In other words, a year out from the 2022 election cycle, the GOP is positioned to retake the House majority, even if the American electorate votes exactly the same way as it did it 2020, when it elected a Democratic majority. The Times' report characterized this as a dynamic in which the GOP could have "a nearly insurmountable advantage in the 2022 midterm elections."
But that's only part of the Democratic Party's challenge.
To be sure, it's a problem that Democrats are positioned to lose power even if voters cast ballots the same way they did a year ago. To overcome this structural hurdle, Democrats would likely need a substantial national advantage, since winning slightly more votes might still lead to less power.
The bigger problem is that the party's national advantage, at least for now, has disappeared. ABC News reported over the weekend on an important new poll:
Republican congressional candidates currently hold their largest lead in midterm election vote preferences in ABC News/Washington Post polls dating back 40 years, underscoring profound challenges for Democrats hoping to retain their slim majorities in Congress next year.
At this point four years ago, when Republicans had control of Congress and the White House, the Democratic advantage on the Post/ABC generic ballot was 11 points: 51 percent to 40 percent. Now, those numbers have flipped, and it's the GOP with a similar advantage: 51 percent to 41 percent among registered voters.

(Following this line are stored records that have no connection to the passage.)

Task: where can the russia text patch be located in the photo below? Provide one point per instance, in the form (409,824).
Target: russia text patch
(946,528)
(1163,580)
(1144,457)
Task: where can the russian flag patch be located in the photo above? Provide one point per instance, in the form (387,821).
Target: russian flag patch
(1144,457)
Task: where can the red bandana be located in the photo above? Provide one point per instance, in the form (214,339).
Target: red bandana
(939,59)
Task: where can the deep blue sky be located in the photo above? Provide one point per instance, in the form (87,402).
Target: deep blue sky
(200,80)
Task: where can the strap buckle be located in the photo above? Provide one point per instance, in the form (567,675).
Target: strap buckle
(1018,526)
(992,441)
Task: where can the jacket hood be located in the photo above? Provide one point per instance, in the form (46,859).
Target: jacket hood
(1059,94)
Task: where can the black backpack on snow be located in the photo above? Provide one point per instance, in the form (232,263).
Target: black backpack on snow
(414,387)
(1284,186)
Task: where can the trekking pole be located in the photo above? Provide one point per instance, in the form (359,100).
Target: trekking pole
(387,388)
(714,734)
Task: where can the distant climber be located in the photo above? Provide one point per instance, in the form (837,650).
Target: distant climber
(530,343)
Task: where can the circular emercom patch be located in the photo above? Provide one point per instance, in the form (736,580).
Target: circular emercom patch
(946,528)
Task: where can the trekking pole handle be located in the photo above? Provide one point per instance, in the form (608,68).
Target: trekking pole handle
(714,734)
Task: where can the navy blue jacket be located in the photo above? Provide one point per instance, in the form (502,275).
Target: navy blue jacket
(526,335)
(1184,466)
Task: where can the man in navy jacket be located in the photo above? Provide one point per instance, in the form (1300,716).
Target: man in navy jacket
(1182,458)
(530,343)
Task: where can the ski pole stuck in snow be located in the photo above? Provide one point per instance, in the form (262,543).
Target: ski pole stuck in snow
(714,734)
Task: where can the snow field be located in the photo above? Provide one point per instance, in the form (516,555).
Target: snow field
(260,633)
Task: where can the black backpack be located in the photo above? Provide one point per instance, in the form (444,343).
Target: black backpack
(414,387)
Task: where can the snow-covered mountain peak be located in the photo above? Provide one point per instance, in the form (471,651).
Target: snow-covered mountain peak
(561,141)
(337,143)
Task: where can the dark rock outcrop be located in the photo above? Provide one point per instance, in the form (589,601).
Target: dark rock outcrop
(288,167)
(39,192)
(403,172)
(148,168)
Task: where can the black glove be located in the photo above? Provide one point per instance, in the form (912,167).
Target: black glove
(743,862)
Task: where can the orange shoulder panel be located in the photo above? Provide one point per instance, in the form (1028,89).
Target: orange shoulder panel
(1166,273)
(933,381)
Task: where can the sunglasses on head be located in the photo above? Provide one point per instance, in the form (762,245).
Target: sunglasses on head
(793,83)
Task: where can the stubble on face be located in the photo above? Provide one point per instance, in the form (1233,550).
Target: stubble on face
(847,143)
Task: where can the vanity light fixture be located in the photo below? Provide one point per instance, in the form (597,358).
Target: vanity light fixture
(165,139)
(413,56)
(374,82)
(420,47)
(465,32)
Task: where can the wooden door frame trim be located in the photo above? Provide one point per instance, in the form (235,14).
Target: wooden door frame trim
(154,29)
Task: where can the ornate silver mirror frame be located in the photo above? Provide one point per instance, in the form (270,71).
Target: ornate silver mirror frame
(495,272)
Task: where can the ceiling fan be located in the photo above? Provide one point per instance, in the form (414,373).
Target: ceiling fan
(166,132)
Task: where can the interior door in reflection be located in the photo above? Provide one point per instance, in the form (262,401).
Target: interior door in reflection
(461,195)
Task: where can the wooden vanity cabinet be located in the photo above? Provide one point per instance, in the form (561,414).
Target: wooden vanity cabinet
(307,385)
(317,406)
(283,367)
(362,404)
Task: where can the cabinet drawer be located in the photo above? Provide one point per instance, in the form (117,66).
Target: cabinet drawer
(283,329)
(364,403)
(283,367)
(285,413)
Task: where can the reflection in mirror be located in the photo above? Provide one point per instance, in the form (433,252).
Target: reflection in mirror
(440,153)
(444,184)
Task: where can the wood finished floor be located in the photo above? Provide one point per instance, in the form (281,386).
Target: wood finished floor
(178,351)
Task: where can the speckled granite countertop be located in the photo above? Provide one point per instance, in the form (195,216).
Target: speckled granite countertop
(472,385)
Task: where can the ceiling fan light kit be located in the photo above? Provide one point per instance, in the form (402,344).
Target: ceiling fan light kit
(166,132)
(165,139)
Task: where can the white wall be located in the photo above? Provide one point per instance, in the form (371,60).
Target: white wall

This is roughly in line with the latest national USA Today/Suffolk poll, which found Republicans with an 8-point lead.
In case this isn't obvious, if Democrats were ahead on the generic ballot by two or three percentage points, that would also be a problem for the party, because the lead would be too small to overcome the GOP's structural advantage, given the unlevel playing field.
But Democrats aren't up by a few points; they're down by double digits.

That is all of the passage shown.